Tomorrow I’ll be in Winnetka, Ill. speaking to teachers at New Trier High School on what the Read/Write Web means in terms of classroom teaching. I really love the opportunity to speak about all of this obviously, and tomorrow should be even more fun since Douglas Rushkoff is doing the morning presentation. He’s always been someone whose work I’ve admired, and I’ve actully taught from his books in my Media Literacy class. I always use his “Society of Authorship” quote in my presentations. So it’s another opportunity to learn as well as to teach, and that’s what really fuels my passion for all of this.
I’ve written a lot about why I think teaching is going to have to change in the coming years. And as Alan and David and others say, it’s not so much about the tools it’s about the information we can connect to using the tools. Provided we have access, we’re not the best source of knowledge in our subjects any longer. We’re no longer the only teachers our students can have on any particular subject. We’re not the only audience for our students’ work. We’re no longer limited by the four walls of our classrooms. And we’re moving toward a time when collaboration will be central to our practice. All of this requires that we cede much of the control over learning to our students, that we act more as connectors to relevant information than distributors of it, that we model the effective consumption and creation of content, and that we focus on the basic skills and ideas of our disciplines in the context of a more individualized, inquiry based model that develops passionate, or as Alan calls them “fearless” learners.

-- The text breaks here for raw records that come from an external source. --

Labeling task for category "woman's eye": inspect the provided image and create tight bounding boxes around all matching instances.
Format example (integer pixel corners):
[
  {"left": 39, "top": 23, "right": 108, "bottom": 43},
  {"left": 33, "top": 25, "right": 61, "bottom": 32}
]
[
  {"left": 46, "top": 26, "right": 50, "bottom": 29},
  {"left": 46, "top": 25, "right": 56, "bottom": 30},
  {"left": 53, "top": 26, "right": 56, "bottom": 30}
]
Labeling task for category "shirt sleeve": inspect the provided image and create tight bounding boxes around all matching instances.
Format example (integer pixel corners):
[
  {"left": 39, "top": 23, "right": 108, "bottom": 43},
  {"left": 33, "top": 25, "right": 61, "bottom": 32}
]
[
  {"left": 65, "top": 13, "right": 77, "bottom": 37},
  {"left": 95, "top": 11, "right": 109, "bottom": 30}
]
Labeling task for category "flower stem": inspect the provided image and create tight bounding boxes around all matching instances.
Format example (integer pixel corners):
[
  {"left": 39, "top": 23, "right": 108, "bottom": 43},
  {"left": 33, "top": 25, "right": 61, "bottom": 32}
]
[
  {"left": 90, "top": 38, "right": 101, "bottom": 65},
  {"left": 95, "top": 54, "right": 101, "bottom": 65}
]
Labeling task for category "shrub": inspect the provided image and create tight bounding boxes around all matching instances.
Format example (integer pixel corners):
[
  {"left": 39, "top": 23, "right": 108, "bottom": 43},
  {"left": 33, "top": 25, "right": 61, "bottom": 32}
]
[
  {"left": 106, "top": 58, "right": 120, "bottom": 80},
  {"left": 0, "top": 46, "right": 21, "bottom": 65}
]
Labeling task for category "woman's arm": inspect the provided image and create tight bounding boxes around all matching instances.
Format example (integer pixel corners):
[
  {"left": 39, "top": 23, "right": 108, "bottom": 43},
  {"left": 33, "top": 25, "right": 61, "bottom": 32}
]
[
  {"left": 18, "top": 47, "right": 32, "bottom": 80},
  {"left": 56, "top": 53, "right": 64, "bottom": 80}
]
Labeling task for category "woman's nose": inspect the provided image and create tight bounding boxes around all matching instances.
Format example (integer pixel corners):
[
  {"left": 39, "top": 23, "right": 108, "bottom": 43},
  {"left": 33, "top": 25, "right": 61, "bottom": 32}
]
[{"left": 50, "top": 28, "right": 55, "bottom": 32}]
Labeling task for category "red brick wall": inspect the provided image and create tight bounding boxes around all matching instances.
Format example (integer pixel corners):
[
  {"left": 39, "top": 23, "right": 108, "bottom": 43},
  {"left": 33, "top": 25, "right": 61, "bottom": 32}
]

Today, David writes eloquently about the barriers to moving to such a teaching model, specifically the high stakes testing requirements that are in place today. And of the fear that teachers express that in a few years, education will just be a matter of “plugging in” and standing aside. That will only happen if we forget that good teaching is much more than delivering curriculum. As David writes:
But teaching children involves adults leading them by the hand into their future, fully aware of the the tools and times that we live in, and availing ourselves of all the opportunities and responsibilities.
In a connected world filled with an overwhelming amount of information and sources, good teaching will be as important as ever to help students make sense of it all and to help them become independent lifelong learners.